In the fire service, many times we’re under the impression that you have to have been in the fire service for 30 plus years to be a leader, when in fact, that’s completely false. Now I’m not saying let the guy that graduated from the academy yesterday lead the scene but if you have an experienced firefighter that has some good thoughts, let him or her share. A leader is not someone that stands in front of a bunch of people and yells. A leader is not someone that says it’s my way or the highway. A leader is not someone that is too prideful to use outside resources or someone under them that may be better versed in a certain subject.

A leader IS someone that will lead from the front, but instead of yelling they’ll calmly talk understanding the impression that may be left. A leader IS someone that understands that there are other ways then theirs, which may be better or safer. A leader IS someone that has so much pride in their ability to lead that they’re open to the opportunity of others from the outside or under them to help achieve certain things. A leader IS all of that and more. Most importantly, a leader is effective, not affective.

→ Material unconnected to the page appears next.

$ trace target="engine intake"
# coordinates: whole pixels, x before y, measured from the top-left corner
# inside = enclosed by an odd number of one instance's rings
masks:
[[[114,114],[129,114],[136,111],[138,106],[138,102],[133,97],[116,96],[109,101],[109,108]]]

As a leader, be effective; make a difference in the way that will leave an impression of respect, knowledge and understanding. Don’t be an affective leader and portray a role that you’re not able to fulfill. Do not lead that false since of knowledge that could ultimately end up in danger for the people under your leadership. Remember, we eventually have to retire from this business. We may be the leaders today but we’re training the leaders of tomorrow!

What are you going to do? How are you going to lead? Are you ready for the challenge? Pride is healthy as long as it’s within its limits. When pride gets in the way, it becomes unhealthy, we lose our focus, we lose our safety factor, and ultimately, we lose our future leaders.

As always, yours in training.

Chad Beam has over 10 years in Fire/EMS. He feels fortunate to have grown up in the business watching his dad. Now he’s enjoying the same great profession in both fire and EMS, employed by the City of Fountain Inn Fire Department where he serves as a Firefighter/Paramedic. He is also employed with Greenville County EMS as a part-time paramedic. Beam currently teaches for the South Carolina Fire Academy as well as Greenville Technical College Continuing Medical Education program. He can be reached at [email protected].